Thank-you, Henry Hyde, for your own “willingness to do the difficult things necessary to persuade Congress to act,” as well as for your work with FEAR in awakening America to the reality that “our treasured liberties are at stake,” and the "grave extent to which our constitutional protections have been violated and diminished in recent years."


Endnotes:


1. "The Hyde Amendment: Congress Creates a Toehold for Curbing Wrongful Prosecution," by Elkan Abramowitz (former Chief of the Criminal Division in the US Attorney’s Office for the Southern District of New York) & Peter Scher, of Morvillo, Abramowitz, Grand, Iason & Silberberg, New York Law Journal, January, 1998, reprinted by the NACDL .) 

2. "The Hyde Amendment: Congress Creates a Toehold for Curbing Wrongful Prosecution":

...In opposing the Hyde Amendment, DOJ raised other concerns which paradoxically illustrated just why such a bill was crucial to the fairness of our justice system.
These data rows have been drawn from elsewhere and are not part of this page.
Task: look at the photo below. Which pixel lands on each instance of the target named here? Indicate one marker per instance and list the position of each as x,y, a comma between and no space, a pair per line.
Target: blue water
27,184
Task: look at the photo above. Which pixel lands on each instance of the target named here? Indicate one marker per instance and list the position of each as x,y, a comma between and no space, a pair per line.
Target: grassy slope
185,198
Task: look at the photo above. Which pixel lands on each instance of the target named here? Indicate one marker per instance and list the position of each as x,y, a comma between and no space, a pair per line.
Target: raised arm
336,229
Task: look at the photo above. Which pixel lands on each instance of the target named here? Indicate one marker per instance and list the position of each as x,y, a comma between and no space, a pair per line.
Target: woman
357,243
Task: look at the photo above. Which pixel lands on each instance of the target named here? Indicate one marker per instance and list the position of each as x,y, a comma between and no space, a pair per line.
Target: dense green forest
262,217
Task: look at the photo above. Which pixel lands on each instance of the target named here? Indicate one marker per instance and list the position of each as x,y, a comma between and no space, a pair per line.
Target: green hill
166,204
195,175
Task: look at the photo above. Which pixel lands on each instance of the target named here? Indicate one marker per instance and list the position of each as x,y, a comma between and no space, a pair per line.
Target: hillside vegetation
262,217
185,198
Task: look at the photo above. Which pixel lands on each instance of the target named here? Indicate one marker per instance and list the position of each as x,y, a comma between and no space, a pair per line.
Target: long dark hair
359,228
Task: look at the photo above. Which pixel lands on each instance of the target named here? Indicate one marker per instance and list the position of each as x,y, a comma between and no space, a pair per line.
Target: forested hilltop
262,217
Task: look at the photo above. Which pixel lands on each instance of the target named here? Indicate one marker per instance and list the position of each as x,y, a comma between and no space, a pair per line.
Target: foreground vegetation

DOJ argued, for example, that the amendment would force prosecutors to make decisions "with one eye on their office budget," presumably because awards under the law must come directly from the appropriations made to the prosecuting offices that initiated or maintained the unjustified prosecutions. Further, in a startling bit of hyperbole, the Justice Department argued that "[p]lea bargains that save time and put criminals behind bars could become a thing of the past."13 The Department of Justice seemingly was substituting its own vision of expediency for a fair system of justice. After all, it can hardly be disputed that defendants should not be encouraged to plead guilty to meritless charges solely to avoid the economic expense of a trial.